Monitoring production server
Solution 1:
I have a similar setup, except with Xen in place. I have been very happy with a combination of:
- Nagios for alerting (using PNP for some lite graphing, and Nagviz for a service state dashboard)
- Ganglia for historical graphing of systems
- OSSEC as a HIDS and equally importantly as collector for centralized logging
- sidenote: There is a Splunk plugin for OSSEC that integrates these two tools very well, I am waiting for them to port it over to Splunk v4 though.
- Splunk Lastly, once a few of the Splunk plugins are migrated over, we plan on using Splunk with some pre-filtering of logs (to keep from going over the free editions cap)
I hope that sharing our monitoring setup will help you out :-)
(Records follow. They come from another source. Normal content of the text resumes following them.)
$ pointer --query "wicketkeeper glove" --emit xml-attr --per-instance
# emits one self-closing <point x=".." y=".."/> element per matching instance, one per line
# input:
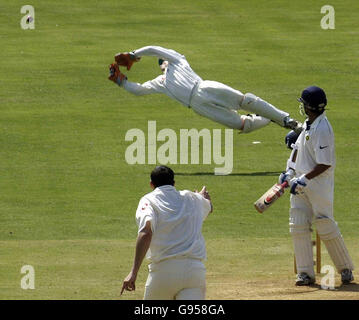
<point x="115" y="74"/>
<point x="126" y="59"/>
<point x="298" y="184"/>
<point x="286" y="176"/>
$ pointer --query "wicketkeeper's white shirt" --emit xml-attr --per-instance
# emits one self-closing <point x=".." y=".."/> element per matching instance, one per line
<point x="176" y="221"/>
<point x="316" y="146"/>
<point x="179" y="81"/>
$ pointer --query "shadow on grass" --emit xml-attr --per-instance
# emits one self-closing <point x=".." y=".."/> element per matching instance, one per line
<point x="351" y="287"/>
<point x="244" y="174"/>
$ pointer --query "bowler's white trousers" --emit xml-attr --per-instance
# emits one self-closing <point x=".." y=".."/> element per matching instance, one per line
<point x="176" y="279"/>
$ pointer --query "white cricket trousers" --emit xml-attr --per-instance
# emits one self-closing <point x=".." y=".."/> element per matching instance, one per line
<point x="176" y="279"/>
<point x="219" y="102"/>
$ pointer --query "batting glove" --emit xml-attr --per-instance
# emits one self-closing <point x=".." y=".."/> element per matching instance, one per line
<point x="298" y="184"/>
<point x="116" y="75"/>
<point x="286" y="176"/>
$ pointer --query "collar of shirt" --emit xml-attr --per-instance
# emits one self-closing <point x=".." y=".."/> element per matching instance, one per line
<point x="166" y="187"/>
<point x="315" y="123"/>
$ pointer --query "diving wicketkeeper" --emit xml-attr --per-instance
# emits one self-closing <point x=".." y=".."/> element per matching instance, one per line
<point x="210" y="99"/>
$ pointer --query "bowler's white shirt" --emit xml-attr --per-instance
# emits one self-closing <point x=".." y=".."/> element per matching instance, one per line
<point x="178" y="82"/>
<point x="176" y="221"/>
<point x="316" y="146"/>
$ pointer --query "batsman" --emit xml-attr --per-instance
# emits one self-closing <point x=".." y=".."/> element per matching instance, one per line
<point x="210" y="99"/>
<point x="310" y="174"/>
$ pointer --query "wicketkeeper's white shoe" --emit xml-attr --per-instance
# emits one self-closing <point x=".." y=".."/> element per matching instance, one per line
<point x="303" y="279"/>
<point x="347" y="276"/>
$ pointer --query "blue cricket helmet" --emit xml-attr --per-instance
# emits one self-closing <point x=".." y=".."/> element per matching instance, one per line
<point x="314" y="98"/>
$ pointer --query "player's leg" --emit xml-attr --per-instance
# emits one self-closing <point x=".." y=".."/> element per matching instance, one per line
<point x="254" y="104"/>
<point x="300" y="230"/>
<point x="227" y="117"/>
<point x="163" y="280"/>
<point x="222" y="95"/>
<point x="194" y="285"/>
<point x="321" y="197"/>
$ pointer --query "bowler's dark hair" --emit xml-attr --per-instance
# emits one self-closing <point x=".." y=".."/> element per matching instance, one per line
<point x="162" y="175"/>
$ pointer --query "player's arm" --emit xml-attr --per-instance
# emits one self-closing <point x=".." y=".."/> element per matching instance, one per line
<point x="318" y="170"/>
<point x="142" y="244"/>
<point x="156" y="51"/>
<point x="139" y="89"/>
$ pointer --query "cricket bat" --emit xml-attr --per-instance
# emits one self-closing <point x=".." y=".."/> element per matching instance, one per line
<point x="269" y="197"/>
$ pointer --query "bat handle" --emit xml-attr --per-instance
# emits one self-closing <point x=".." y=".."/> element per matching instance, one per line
<point x="285" y="184"/>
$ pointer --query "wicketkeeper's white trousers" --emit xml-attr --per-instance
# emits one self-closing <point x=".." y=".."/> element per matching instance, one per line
<point x="219" y="102"/>
<point x="176" y="279"/>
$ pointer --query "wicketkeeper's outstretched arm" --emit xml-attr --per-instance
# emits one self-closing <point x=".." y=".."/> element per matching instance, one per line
<point x="159" y="52"/>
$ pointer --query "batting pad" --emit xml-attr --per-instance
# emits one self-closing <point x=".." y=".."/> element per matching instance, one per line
<point x="258" y="106"/>
<point x="334" y="242"/>
<point x="302" y="241"/>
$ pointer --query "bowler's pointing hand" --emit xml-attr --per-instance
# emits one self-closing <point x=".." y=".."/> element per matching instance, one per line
<point x="129" y="283"/>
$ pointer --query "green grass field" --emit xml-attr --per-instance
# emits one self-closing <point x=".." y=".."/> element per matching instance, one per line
<point x="67" y="195"/>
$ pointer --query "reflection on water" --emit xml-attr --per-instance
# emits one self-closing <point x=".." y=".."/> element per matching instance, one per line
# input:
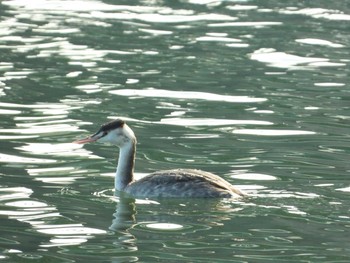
<point x="254" y="91"/>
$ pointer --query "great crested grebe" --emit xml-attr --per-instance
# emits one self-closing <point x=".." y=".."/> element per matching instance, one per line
<point x="168" y="183"/>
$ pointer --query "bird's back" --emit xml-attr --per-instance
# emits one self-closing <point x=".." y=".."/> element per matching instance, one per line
<point x="182" y="183"/>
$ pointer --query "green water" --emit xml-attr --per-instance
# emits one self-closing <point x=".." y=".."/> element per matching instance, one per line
<point x="254" y="91"/>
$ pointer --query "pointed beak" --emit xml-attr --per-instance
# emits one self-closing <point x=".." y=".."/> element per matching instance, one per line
<point x="86" y="140"/>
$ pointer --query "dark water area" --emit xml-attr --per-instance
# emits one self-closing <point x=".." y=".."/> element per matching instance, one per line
<point x="254" y="91"/>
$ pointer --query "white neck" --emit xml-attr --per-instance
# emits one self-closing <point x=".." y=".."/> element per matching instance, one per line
<point x="125" y="169"/>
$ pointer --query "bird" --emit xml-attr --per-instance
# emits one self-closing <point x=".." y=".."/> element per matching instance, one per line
<point x="176" y="183"/>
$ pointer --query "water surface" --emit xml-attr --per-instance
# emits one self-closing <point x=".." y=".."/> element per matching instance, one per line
<point x="254" y="91"/>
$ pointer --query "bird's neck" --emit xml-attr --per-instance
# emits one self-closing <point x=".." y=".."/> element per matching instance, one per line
<point x="125" y="169"/>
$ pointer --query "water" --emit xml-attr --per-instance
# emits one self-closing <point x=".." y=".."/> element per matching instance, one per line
<point x="255" y="91"/>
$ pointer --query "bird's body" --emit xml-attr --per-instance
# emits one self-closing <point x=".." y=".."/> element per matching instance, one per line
<point x="169" y="183"/>
<point x="181" y="183"/>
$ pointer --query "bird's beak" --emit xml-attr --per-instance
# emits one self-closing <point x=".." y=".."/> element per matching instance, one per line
<point x="86" y="140"/>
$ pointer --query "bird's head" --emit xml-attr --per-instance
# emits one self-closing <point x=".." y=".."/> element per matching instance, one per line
<point x="115" y="132"/>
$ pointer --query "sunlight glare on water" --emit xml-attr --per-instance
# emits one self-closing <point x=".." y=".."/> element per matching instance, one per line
<point x="256" y="92"/>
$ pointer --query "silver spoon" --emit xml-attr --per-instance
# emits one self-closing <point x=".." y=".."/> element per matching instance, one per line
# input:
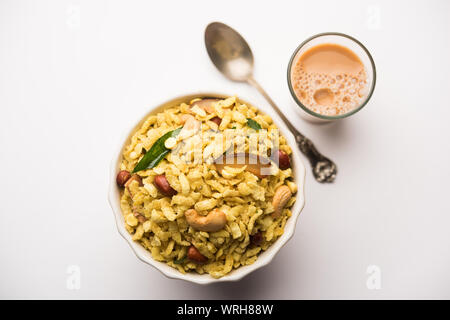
<point x="233" y="57"/>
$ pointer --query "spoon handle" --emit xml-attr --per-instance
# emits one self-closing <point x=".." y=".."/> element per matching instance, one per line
<point x="305" y="145"/>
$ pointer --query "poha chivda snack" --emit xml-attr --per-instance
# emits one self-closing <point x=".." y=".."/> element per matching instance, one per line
<point x="207" y="185"/>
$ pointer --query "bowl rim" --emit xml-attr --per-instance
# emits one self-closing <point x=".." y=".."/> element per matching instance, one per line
<point x="237" y="274"/>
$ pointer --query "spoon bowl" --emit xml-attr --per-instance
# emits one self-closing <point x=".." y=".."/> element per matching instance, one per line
<point x="229" y="52"/>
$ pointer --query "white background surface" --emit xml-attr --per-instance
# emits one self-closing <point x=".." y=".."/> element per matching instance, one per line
<point x="75" y="74"/>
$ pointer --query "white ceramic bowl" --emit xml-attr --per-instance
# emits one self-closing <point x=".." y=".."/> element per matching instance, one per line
<point x="237" y="274"/>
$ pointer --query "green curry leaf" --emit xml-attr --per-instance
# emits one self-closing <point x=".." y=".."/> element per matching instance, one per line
<point x="156" y="153"/>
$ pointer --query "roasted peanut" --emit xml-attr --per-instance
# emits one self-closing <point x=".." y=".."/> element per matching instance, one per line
<point x="256" y="238"/>
<point x="214" y="221"/>
<point x="284" y="162"/>
<point x="191" y="127"/>
<point x="134" y="177"/>
<point x="216" y="120"/>
<point x="195" y="255"/>
<point x="163" y="185"/>
<point x="280" y="198"/>
<point x="122" y="178"/>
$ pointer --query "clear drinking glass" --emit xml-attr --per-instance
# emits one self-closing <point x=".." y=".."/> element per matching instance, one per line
<point x="343" y="40"/>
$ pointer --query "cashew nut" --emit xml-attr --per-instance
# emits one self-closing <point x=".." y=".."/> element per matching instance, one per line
<point x="214" y="221"/>
<point x="280" y="198"/>
<point x="191" y="126"/>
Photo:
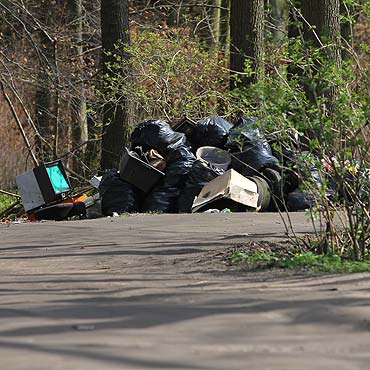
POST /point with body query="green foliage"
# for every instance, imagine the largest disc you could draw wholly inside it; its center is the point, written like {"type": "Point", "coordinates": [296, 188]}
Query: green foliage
{"type": "Point", "coordinates": [5, 201]}
{"type": "Point", "coordinates": [172, 76]}
{"type": "Point", "coordinates": [328, 263]}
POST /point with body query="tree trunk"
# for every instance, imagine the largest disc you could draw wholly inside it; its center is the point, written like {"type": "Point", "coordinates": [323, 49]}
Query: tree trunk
{"type": "Point", "coordinates": [324, 16]}
{"type": "Point", "coordinates": [279, 20]}
{"type": "Point", "coordinates": [45, 119]}
{"type": "Point", "coordinates": [115, 29]}
{"type": "Point", "coordinates": [216, 24]}
{"type": "Point", "coordinates": [246, 29]}
{"type": "Point", "coordinates": [323, 29]}
{"type": "Point", "coordinates": [78, 101]}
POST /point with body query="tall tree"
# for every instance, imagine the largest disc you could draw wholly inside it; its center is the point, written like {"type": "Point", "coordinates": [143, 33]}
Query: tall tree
{"type": "Point", "coordinates": [78, 101]}
{"type": "Point", "coordinates": [216, 23]}
{"type": "Point", "coordinates": [279, 19]}
{"type": "Point", "coordinates": [246, 31]}
{"type": "Point", "coordinates": [115, 31]}
{"type": "Point", "coordinates": [45, 120]}
{"type": "Point", "coordinates": [322, 28]}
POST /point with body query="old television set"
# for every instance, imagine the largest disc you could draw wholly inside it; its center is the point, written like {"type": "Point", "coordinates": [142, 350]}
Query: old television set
{"type": "Point", "coordinates": [44, 185]}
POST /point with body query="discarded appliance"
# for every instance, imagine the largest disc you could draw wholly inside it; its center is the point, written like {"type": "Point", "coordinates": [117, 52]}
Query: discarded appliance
{"type": "Point", "coordinates": [44, 185]}
{"type": "Point", "coordinates": [231, 186]}
{"type": "Point", "coordinates": [137, 172]}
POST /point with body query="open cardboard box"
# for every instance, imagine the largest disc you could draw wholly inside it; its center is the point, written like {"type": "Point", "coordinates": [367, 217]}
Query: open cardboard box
{"type": "Point", "coordinates": [231, 185]}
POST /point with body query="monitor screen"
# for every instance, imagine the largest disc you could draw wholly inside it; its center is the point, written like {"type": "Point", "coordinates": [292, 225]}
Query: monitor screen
{"type": "Point", "coordinates": [57, 178]}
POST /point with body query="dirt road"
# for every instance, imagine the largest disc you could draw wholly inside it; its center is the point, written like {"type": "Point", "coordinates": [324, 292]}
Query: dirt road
{"type": "Point", "coordinates": [149, 292]}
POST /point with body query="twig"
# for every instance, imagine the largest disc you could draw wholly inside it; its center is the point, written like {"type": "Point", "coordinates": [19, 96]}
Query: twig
{"type": "Point", "coordinates": [9, 209]}
{"type": "Point", "coordinates": [19, 124]}
{"type": "Point", "coordinates": [10, 194]}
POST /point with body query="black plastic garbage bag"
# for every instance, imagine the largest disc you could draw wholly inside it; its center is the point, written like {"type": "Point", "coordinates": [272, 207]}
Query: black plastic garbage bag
{"type": "Point", "coordinates": [200, 174]}
{"type": "Point", "coordinates": [117, 195]}
{"type": "Point", "coordinates": [250, 147]}
{"type": "Point", "coordinates": [213, 131]}
{"type": "Point", "coordinates": [158, 135]}
{"type": "Point", "coordinates": [164, 197]}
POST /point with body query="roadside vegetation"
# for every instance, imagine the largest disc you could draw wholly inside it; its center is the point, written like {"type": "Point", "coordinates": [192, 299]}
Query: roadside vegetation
{"type": "Point", "coordinates": [307, 82]}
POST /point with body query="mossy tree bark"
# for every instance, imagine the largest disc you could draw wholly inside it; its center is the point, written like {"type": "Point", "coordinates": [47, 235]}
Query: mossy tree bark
{"type": "Point", "coordinates": [115, 30]}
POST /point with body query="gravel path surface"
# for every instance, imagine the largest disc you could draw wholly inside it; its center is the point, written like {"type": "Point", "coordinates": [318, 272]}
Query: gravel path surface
{"type": "Point", "coordinates": [152, 292]}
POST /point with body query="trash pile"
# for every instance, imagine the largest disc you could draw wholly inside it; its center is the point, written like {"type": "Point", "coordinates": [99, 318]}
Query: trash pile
{"type": "Point", "coordinates": [195, 167]}
{"type": "Point", "coordinates": [209, 166]}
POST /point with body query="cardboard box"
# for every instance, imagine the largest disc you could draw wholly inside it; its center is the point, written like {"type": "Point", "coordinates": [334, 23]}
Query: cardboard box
{"type": "Point", "coordinates": [231, 185]}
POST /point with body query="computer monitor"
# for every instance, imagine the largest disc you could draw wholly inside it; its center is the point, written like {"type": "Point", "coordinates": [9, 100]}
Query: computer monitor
{"type": "Point", "coordinates": [44, 185]}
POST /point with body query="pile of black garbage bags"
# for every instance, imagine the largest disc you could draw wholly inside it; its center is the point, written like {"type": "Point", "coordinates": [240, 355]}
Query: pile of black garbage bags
{"type": "Point", "coordinates": [180, 175]}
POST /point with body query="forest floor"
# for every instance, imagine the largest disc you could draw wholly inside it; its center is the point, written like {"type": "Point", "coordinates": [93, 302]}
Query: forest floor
{"type": "Point", "coordinates": [156, 292]}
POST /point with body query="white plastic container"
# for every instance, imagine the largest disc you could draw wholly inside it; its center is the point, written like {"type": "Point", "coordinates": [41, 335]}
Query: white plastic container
{"type": "Point", "coordinates": [215, 156]}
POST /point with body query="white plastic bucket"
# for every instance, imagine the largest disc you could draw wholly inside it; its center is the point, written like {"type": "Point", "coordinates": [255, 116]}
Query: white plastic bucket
{"type": "Point", "coordinates": [215, 156]}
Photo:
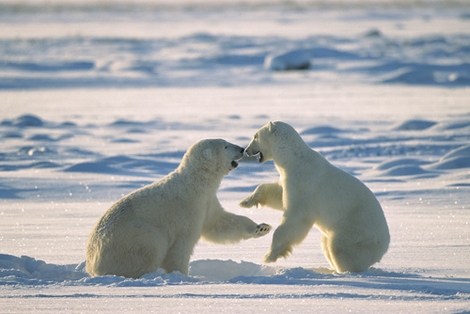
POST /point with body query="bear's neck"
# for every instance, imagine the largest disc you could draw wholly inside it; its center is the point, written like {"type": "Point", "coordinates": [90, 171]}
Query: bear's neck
{"type": "Point", "coordinates": [291, 155]}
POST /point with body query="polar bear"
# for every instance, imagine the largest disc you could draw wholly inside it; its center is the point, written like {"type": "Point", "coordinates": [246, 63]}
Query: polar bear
{"type": "Point", "coordinates": [158, 225]}
{"type": "Point", "coordinates": [313, 192]}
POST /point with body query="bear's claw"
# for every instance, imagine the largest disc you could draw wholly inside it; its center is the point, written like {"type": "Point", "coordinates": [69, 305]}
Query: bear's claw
{"type": "Point", "coordinates": [261, 230]}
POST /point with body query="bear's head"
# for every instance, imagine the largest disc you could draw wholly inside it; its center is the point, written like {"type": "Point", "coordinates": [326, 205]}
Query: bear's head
{"type": "Point", "coordinates": [215, 155]}
{"type": "Point", "coordinates": [262, 143]}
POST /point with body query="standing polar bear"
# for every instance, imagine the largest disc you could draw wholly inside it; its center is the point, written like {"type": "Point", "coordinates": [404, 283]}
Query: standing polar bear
{"type": "Point", "coordinates": [311, 191]}
{"type": "Point", "coordinates": [159, 224]}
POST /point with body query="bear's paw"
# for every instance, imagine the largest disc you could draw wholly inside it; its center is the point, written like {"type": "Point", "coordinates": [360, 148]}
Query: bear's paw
{"type": "Point", "coordinates": [261, 230]}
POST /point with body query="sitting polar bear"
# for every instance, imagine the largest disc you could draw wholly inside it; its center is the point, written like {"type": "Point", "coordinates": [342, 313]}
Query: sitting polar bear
{"type": "Point", "coordinates": [311, 191]}
{"type": "Point", "coordinates": [159, 224]}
Here are some useful links:
http://www.ibm.com/developerworks/linux/library/l-ganglia-nagios-1/index.html
https://www.ibm.com/developerworks/linux/library/l-ganglia-nagios-2/
http://www.ossec.net/main/splunk-ossec-integration
update:
I forgot to mention that we use Matt Simmons Nagios config layout as well, found here http://www.standalone-sysadmin.com/blog/2009/07/nagios-config/
This layout made our Nagios Configuration sane and much easier to maintain (Thanks Matt!)
Solution 2:
I've had great success with Zabbix, it satisfies all of your points in one package.
(source: zabbix.com)
The hardest part will be getting the apache log monitoring, but Zabbix is extensible so you can use LogWatch or some other perl script to grab data for you.
Solution 3:
I like OpManager, and its free up to a certain number of nodes. Does all of the above, and is pretty easy to install and maintain.